THE Clinton administration may have had only the good of the Indian subcontinent at heart when it announced the partial lifting of sanctions on India and Pakistan on Saturday, November 7. But both the timing of the act and the element of discrimination against India that it contained were less than opportune. The sanctions were lifted when the second part of the composite first round of talks between India and Pakistan had not yet ended. The discrimination in favour of Pakistan sent a message to Islamabad that will make the settlement of disputes between the two countries more, not less, difficult.
The Americans have been quick to disavow any such intention. Washington's decision to withdraw its objection to World Bank and IMF loans to Pakistan, and not India, was a tacit admission that its economic sanctions had not had much impact on India but were threatening Pakistan with economic collapse. Since the implosion of the Pakistani state was not in anyone's interest, more had to be done for Pakistan than for India. Implicit in this was also the message that the lifting of sanctions was not an admission of error, but a tactic designed to strengthen the president's hand in dealing with the two countries.
But the effect of an action is often very different from what the actors intend. By lifting some of the sanctions in the middle of the Indo-Pak talks, the US has eased the economic pressure on Pakistan that was the one of its main reasons for giving up its attempt to internationalise the Kashmir dispute so abruptly and agreeing to hold bilateral talks on all issues simultaneously. And by discriminating in Islamabad's favour, it has given the majority of Pakistan's decision-makers the impression once more that it is not alone in its struggle against India.

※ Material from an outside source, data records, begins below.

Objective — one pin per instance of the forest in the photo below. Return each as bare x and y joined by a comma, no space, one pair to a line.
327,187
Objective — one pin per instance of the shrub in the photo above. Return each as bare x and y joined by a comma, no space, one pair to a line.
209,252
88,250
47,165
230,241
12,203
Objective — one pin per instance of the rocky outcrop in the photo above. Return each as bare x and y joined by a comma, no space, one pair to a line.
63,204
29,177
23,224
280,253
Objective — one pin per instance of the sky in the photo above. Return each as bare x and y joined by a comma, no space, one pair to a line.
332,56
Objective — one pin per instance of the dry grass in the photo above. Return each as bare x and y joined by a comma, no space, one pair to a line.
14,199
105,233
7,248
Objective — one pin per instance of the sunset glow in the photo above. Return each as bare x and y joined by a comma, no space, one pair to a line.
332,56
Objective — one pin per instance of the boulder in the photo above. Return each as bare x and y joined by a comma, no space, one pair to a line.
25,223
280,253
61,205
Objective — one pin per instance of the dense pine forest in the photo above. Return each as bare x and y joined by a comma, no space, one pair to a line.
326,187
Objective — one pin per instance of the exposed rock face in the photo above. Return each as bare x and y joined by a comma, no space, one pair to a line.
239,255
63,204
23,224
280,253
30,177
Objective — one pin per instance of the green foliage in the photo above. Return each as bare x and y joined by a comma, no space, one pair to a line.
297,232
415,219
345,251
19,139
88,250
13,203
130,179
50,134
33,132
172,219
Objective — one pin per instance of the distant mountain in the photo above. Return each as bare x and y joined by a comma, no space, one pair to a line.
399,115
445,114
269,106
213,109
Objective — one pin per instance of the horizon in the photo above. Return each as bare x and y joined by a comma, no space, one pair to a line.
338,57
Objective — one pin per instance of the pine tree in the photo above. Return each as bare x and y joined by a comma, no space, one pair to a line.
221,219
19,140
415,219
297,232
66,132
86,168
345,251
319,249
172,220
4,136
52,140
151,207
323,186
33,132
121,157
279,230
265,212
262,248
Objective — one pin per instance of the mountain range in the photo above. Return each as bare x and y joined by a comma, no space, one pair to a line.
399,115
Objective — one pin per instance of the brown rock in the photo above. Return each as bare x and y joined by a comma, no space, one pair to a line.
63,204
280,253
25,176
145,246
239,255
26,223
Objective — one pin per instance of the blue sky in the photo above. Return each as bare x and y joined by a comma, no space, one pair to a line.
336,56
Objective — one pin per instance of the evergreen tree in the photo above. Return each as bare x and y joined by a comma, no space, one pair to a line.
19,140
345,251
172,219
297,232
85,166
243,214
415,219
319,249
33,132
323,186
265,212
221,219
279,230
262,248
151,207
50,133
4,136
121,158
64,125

Three weeks ago, in these columns I had described a TV panel discussion in Pakistan on the first round of the foreign secretaries' talks. I had pointed out that Pakistanis were, if anything, even more satisfied with the talks than Indians because they were convinced that India had agreed to discuss Kashmir under intense international pressure. They had thus only to stand firm on Kashmir and India would wilt over time. This attitude was reflected in the talks. The Pakistani foreign secretary simply ignored his Indian counterpart's attempt to establish a base line for the talks in the Shimla agreement. When the latter pointed out that the pact specifically forbade the signatories from coveting each other's territory, he blandly denied Pakistan coveted any Indian territory. When India insisted that Pakistan must stop sending mercenaries and militants across the border if any meaningful talks were to be held, he denied that Pakistan was doing any such thing.
What has dismayed the Indian negotiators is the extent to which the attitude of "winner takes all" has pervaded the discussions held in Delhi. For more than a decade well-wishers on both sides of the border have believed that while the Kashmir dispute is intractable, others like the construction of the Wullar (Tulbul) barrage, the Sir creek border delineation and the demilitarisation of the Siachen glacier can be resolved very quickly once the political will to settle is present on both sides. The talks in Delhi have shown that the will is not yet there.
Pakistan objected to the Tulbul barrage in 1987, three years after construction had begun, saying it was intended to store the waters of the Jhelum, which had been assigned to it under the Indus waters treaty of 1960. India assured that the only purpose of the barrage was to regulate flow in the Jhelum within Kashmir to make it navigable all the year round. In 1991 Pakistan accepted this position and signed a draft agreement that set the parameters of the barrage and established a monitoring and adjudication mechanism. Then everything came to a halt because of its Kashmir first policy. While India is trying to revive the 1991 pact, Pakistan is insisting the barrage is a storage barrage. It is also objecting to the construction of a 390-MW run-of-stream power plant downstream from the Wullar lake, although such power plants were permitted under the Indus waters treaty. The issue here is not who is right but that Pakistan is seeking to reopen what it has agreed to in one formal and one draft agreement.
By contrast, on the Siachen glacier it is Pakistan that is accusing India of not abiding by a draft agreement prepared in 1989. That simply committed the two countries to withdrawing from their present positions on top of the glacier (India) and at the foot of the Saltoro ridge to its west (Pakistan). Today India is asking that there be a ceasefire first and that a joint team should determine the present position of the two sides and set up a monitoring mechanism. Pakistan's position is reasonable, but so, unfortunately, is India's; 1998 is not 1989. In the earlier year the Kashmir insurgency had not broken out, Pakistan had not been sending Afghans and other mercenaries into Kashmir, and the relationship between China and Pakistan had not become so close. India therefore has every reason to hasten slowly.
The dispute on which India can, and therefore should, accommodate Pakistan is the Sir creek which divides Sindh in Pakistan from Gujarat in India. Pakistan has been claiming that the border runs on its eastern edge, while India says that the border runs down the middle. At stake is some 250 square miles of maritime exclusive economic zone, in an area that has gas and oil deposits. If there is any place where India can show accommodation, it is here. But accommodation has to be a two-way street. What was disturbing about the Pakistani approach to the talks was that for them it was still only a one-way street. India had to accept its demands, but it had to concede nothing in return. Washington's lifting of the sanctions can only strengthen this attitude. That is why it was ill-timed.